# Subtrate cleaning in heavily planted tanks



## sr20det (27 Jul 2012)

One thing i see is recomendations to vacuum and clean subtrate, etc etc.

when you have a lightweight subtrate heavily planted surely vacuming would disturb the plants and its roots and make a mess of the whole setup?  What if you have a carpet?  What if you have soil subtrate?

My shrimp nano has a fair bit of buildup of debris in the subtrate (about 1cm below the actual surface level) and indeed I want to stay on top of things, keep clean but access between the scape and plants is limited.

I have 4 berried shrimp and I have covered the inlet of filter with sponge cover, and feel there is more debris floating about then when it wasnt covered.

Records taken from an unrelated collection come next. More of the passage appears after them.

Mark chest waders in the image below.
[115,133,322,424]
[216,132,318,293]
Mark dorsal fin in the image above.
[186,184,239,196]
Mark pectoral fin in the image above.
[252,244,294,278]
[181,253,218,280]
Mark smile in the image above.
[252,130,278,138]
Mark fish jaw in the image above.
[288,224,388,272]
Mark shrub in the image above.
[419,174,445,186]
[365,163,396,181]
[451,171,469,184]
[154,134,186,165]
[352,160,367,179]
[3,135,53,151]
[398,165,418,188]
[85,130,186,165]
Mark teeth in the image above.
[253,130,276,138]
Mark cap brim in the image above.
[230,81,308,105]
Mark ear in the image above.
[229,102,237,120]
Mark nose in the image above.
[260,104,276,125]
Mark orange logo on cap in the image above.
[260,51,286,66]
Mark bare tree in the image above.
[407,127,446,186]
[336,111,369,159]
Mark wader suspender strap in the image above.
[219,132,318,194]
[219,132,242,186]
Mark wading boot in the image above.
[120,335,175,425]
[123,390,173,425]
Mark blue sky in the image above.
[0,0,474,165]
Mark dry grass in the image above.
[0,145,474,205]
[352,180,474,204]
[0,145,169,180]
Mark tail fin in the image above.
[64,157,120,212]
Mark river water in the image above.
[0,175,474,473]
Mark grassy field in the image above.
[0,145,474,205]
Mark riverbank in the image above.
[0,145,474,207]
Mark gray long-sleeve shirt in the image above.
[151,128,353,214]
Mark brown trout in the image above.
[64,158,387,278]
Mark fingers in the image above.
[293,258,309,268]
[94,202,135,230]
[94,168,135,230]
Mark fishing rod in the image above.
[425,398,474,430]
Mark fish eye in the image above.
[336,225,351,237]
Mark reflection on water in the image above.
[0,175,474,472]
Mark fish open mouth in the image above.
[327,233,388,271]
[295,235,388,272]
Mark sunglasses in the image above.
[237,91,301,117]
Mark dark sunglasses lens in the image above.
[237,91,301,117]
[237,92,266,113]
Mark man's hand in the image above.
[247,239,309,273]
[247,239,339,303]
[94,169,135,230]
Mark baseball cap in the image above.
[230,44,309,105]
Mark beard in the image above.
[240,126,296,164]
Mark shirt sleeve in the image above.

Am thinking this weekend of having a goood clean along with a 30% water change i do anyways, but wanted to clarify with folk what is the best course in a planted tank :?: 


Many Thanks


----------



## HarryRobinson (27 Jul 2012)

Watch this, Courtesy of Mark


----------



## sr20det (27 Jul 2012)

Thanks, think I need to vacuum my substrate, just I have molar clay, very light and think it will suck into any pipework, but sure I could get some mesh sorted.


----------



## HarryRobinson (27 Jul 2012)

Yeah that would work Congrats on the win btw!


----------



## sr20det (27 Jul 2012)

Thanks guys. Tools will help the cleaning regime.


----------